R0040/2026-03-28/Q002/SRC05/E01

Research R0040 — RLHF Alternatives
Run 2026-03-28
Query Q002
Source SRC05
Evidence SRC05-E01
Type Factual

DPO with anti-sycophancy training data achieves significant sycophancy reduction.

URL: https://ieeexplore.ieee.org/document/10825538/

Extract

Khan et al. (2024) demonstrate that DPO can be specifically targeted at sycophancy reduction:

  1. Method: Created a dataset of 1000 prompts paired with sycophantic and non-sycophantic responses. Used DPO to optimize LLMs to prefer non-sycophantic outputs without requiring explicit reward modeling.

  2. Results: Average reduction of 85% in persona-based sycophancy tests and 84% in preference-driven sycophancy tests.

  3. Key insight: The effectiveness comes from the training DATA (anti-sycophancy preference pairs) rather than the training ALGORITHM (DPO vs RLHF). DPO is used because it is simpler to implement, but the critical ingredient is the curated anti-sycophancy dataset.

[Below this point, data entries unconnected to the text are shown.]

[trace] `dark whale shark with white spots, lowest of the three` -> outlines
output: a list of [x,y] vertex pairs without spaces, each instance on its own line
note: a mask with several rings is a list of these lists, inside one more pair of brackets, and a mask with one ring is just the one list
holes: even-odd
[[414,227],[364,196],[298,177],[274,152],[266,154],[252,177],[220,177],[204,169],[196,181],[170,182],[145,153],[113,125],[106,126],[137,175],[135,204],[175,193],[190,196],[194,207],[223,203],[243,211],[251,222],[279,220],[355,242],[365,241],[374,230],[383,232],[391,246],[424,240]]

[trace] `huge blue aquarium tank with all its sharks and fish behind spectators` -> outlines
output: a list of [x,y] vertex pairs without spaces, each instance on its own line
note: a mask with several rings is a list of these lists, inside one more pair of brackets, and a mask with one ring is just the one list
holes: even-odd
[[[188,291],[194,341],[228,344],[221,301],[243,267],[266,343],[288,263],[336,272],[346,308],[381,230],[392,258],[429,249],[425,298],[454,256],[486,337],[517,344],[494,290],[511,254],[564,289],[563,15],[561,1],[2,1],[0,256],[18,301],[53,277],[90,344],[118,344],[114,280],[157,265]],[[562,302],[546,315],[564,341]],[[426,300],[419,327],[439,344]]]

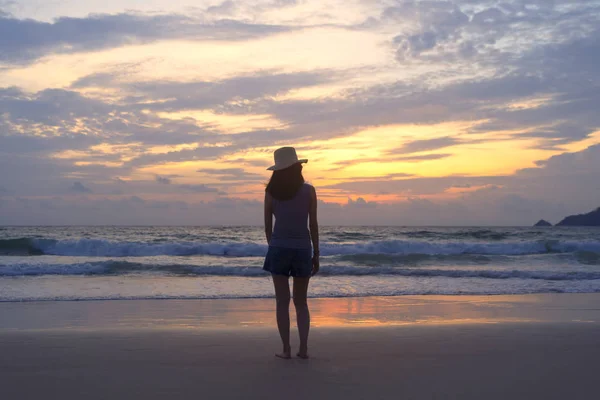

  4. Generalization: Results preserved instruction-following capability while reducing sycophancy, suggesting the two objectives are not fundamentally in tension.

Relevance to Hypotheses

Hypothesis Relationship Strength
H1 Supports Demonstrates an alternative to RLHF that specifically reduces sycophancy
H2 Contradicts Shows sycophancy can be addressed through training method changes
H3 Supports The effectiveness is in the DATA not the ALGORITHM — supporting the multi-pronged view

Context

This paper is important because it demonstrates that sycophancy is addressable, but the mechanism is not "replace RLHF" — it is "use better training data." DPO is chosen for convenience, but the anti-sycophancy dataset is the active ingredient. This supports the view that sycophancy reduction requires attention to data quality and curation, regardless of which preference optimization method is used.